« La Viste » signifie « la vue » en provençal, et c’est vrai que la vue est belle sur les montagnes pagnolesques quoique trop bétonnées. Mais pour moi ce fut une vue sur le bout du bout du monde, celui où le sentiment d’abandon se lit dans les regards farouches ou résignés. Où la vie dure marque les visages et les postures. Où les détritus et graffitis masquent ou révèlent la misère… suivant le point de vue. J’avais fini par presque oublier ce bout du bout du monde marseillais (30 min de TER, 30 min de métro – jusqu’au bout du bout de la ligne -, 30 min de bus), confinée dans ma bulle. C’est l’effet pervers de cette crise sanitaire qui est surtout celle de la mobilité et de l’éloignement de soi, de chez-soi, de en-soi : on finit par ne plus voir que son nombril.

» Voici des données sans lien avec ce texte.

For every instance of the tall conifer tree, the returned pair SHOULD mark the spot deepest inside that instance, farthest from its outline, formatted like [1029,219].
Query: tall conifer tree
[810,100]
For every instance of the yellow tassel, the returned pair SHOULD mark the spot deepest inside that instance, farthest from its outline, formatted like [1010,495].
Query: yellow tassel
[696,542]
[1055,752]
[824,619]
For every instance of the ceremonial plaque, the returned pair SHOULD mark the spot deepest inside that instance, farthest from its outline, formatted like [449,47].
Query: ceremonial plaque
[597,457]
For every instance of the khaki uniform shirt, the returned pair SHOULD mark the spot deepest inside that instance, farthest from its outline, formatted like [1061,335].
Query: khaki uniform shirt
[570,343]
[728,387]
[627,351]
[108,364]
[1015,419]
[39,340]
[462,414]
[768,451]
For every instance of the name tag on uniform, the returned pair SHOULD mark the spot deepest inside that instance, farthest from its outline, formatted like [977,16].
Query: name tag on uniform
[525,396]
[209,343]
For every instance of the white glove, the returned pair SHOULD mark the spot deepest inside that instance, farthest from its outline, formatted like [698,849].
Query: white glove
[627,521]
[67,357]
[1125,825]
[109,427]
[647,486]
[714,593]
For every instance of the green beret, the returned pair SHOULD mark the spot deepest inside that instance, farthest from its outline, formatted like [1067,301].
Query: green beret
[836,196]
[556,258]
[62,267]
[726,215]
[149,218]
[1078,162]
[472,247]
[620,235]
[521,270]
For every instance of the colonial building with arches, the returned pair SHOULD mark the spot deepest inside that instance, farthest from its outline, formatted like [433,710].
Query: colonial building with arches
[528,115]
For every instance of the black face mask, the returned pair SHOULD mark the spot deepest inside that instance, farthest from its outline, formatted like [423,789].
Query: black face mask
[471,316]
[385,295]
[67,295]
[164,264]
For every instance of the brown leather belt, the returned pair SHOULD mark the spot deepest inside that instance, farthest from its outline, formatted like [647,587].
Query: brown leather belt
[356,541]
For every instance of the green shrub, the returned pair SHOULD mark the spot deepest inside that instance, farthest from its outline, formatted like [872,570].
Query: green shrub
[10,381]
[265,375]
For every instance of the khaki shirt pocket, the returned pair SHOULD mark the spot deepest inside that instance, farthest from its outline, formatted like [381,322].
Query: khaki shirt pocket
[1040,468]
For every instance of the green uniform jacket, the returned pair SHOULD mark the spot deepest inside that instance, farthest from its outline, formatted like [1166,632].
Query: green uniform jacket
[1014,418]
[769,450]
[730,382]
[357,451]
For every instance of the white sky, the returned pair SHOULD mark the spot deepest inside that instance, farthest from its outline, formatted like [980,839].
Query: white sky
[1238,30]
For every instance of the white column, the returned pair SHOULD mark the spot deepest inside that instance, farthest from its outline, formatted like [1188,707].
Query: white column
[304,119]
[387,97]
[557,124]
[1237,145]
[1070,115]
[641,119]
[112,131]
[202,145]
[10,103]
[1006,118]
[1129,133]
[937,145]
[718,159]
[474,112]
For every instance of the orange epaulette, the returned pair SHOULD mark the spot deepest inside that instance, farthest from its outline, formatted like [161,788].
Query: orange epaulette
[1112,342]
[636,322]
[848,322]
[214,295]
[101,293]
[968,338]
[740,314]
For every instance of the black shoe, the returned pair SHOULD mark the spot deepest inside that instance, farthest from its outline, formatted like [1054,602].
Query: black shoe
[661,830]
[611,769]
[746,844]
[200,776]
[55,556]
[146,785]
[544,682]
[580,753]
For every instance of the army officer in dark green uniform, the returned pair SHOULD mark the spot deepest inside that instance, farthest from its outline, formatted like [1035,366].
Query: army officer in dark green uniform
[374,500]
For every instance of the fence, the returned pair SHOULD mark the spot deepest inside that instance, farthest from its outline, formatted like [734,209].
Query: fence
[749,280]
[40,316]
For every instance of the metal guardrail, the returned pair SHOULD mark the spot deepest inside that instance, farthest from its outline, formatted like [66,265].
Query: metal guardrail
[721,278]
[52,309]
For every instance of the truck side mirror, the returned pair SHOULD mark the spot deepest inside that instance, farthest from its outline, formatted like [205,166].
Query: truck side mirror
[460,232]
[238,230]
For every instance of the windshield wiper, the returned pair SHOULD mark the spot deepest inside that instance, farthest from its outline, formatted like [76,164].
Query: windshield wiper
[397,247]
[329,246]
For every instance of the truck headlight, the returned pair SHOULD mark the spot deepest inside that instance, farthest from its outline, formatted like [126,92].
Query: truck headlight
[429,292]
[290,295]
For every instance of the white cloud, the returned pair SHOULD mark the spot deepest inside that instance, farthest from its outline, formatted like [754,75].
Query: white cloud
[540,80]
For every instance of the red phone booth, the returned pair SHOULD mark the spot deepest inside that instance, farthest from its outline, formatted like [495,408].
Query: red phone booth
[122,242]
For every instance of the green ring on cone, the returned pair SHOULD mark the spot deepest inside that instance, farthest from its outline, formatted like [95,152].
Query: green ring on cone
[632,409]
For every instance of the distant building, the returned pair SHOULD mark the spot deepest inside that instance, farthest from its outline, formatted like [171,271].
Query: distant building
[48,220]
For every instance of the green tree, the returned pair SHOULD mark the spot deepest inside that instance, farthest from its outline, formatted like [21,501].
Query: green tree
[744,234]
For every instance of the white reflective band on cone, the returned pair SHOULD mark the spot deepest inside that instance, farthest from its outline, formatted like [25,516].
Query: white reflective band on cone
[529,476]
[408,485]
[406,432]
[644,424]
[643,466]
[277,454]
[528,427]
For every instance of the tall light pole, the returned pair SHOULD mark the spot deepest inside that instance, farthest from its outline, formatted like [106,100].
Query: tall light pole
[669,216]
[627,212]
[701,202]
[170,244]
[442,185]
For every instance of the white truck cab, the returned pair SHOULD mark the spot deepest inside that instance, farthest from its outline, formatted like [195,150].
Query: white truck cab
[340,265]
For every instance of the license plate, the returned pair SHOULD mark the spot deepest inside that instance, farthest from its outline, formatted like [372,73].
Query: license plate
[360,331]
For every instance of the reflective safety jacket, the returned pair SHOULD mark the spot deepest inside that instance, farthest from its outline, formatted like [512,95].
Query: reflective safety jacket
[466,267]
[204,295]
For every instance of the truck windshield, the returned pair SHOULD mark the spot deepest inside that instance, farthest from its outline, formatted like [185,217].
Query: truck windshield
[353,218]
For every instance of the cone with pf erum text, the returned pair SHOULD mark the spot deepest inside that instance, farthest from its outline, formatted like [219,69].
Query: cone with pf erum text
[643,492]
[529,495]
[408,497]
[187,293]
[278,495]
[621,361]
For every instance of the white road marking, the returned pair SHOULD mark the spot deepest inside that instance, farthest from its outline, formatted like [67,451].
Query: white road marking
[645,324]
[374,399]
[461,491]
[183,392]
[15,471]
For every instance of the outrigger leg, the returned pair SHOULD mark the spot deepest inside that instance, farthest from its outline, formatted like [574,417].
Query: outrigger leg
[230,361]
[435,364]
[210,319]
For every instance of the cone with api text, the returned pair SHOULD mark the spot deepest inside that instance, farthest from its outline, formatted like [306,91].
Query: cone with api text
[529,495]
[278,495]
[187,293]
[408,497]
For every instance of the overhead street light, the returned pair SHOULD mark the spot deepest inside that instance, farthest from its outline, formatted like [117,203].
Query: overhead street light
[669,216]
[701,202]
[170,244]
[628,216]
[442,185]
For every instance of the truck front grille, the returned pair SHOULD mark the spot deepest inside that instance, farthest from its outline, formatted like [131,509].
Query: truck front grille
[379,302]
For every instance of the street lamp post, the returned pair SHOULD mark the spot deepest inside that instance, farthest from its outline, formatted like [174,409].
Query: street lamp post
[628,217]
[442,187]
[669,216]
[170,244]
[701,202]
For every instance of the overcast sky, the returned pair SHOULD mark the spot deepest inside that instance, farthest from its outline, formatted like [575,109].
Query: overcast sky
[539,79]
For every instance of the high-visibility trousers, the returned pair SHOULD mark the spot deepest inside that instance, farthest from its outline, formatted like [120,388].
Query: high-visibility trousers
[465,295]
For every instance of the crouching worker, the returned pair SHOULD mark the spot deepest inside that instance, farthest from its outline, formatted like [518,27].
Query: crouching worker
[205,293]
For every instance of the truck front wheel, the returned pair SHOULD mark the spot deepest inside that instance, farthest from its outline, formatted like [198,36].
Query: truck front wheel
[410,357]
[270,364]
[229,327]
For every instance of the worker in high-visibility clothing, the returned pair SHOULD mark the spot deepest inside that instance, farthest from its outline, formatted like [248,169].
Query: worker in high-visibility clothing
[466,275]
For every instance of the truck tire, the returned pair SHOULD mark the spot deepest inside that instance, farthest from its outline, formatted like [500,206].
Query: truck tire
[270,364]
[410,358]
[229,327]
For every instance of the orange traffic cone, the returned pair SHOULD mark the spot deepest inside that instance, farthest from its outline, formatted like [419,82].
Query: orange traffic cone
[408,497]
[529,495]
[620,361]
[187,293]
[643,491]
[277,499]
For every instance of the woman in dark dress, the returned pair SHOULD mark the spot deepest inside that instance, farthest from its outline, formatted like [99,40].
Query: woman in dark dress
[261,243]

Rencontrer ces élèves de 4e, qui plus est pour parler de *Renversante*, a remis le monde en perspective. La vision est plus globale, plus juste, moins confortable, mais aussi plus aérée (car oui, la vue était belle, malgré tout, et très attachante).

Une vue en friche. Une vue masquée. Quand un gamin est venu me voir à la fin de la rencontre pour dire qu’il adorait lire, je lui ai dit qu’il pouvait s’approvisionner en médiathèque où c’est gratuit. La prof a répondu : « ici il n’y en a pas. Il faut faire beaucoup de trajet pour en trouver une ». Il faut dire aussi la pauvreté du CDI : si peu de rayons, si peu de romans… Abandon (facile, après, de stigmatiser, n’est-ce pas ?) Le gamin m’a expliqué qu’il se débrouillait en dénichant des livres sur Internet, qu’il lisait les romans sur le tout petit écran de son téléphone. Des PDF, beaucoup. Je ne lui ai évidemment pas fait de morale sur le piratage.

Mais cet abandon. Cette inégalité des chances. Qui n’est pas visible sur zoom, sur son canapé, dans sa maison. Rencontrer des élèves à distance, sans voir où ils vivent, sans sentir et ressentir leur environnement, c’est absurde. Ce que nous font ces confinements ou ces couvre-feux, c’est nous éloigner de ces tiers lieux. C’est abandonner encore davantage ces gamins en soif de culture. Cette parenthèse de mobilité, peut-être avant un nouveau confinement, je la vis comme une chance, pour que la vue de ces gamins s’élargisse en même temps que la mienne, pendant ces vraies rencontres.

(Encore merci aux enseignant·es qui permettent cela).